A starting point would be to agree priority groups of service users who may already have more than one care plan because they need care from more than one part of the system of health and social care. This could be initiated by looking at service users registered with some sentinel practices or PCNs. Alternatively, the approach might focus initially on people with defined co-morbidity or risk that entails collaborative care with agencies beyond specialist mental health services.

The focus here is on the process of care planning and agreement on what should be shared, rather than solely on the technology used;

1. What is the process to agree which professional will initiate care planning and act as the “lead point of contact” for the service user?

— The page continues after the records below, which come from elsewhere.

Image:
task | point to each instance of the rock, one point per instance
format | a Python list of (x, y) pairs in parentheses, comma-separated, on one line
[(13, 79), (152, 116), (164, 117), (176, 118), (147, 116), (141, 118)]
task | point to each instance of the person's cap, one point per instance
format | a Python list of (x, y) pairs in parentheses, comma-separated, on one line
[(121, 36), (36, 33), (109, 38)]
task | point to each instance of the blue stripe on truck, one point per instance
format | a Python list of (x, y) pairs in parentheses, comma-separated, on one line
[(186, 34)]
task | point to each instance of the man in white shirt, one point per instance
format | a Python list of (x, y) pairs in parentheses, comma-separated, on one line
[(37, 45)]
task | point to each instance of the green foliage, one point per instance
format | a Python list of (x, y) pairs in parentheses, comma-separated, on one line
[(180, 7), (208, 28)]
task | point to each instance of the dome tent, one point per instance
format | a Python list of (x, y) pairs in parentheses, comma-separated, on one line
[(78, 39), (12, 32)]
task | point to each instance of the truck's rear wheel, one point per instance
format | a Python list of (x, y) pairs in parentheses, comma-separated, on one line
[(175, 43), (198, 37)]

2. Will initial plans be agreed with the service user in joint consultations or sequentially? Where and how will they be conducted?

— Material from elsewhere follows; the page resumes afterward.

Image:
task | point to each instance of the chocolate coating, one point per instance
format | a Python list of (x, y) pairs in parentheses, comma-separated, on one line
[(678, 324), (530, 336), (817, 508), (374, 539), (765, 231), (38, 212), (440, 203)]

3. What will be the process to agree the elements of the plans which should be available to professionals and potential authorised users beyond the immediate care teams, (A&E services, Ambulance Services, Social services, etc.) with the service user’s consent?
4. How will elements of the plan be updated following consultations in a way which is proportionate, to allow contact and progress notes to be maintained by the service conducting the consultation, whilst avoiding unnecessary work for partners in care if there is no significant change to the personalised care and support plan?
5. What are the implications for workload, logistics, and administration arising out of these decisions?

The answers to these questions and others will best be elicited through focused joint working, grounded in real, or at least realistic examples. This will entail process mapping, and co-design with a range of professionals, service users, and families. Resources from the toolkit and outputs from the Simulation element of this project will be valuable. Some organisations would adopt an approach such as a Rapid Process Improvement Workshop, planned over several weeks and conducted over a number of sequential days, to develop prototype ways of working that could be tested in the field.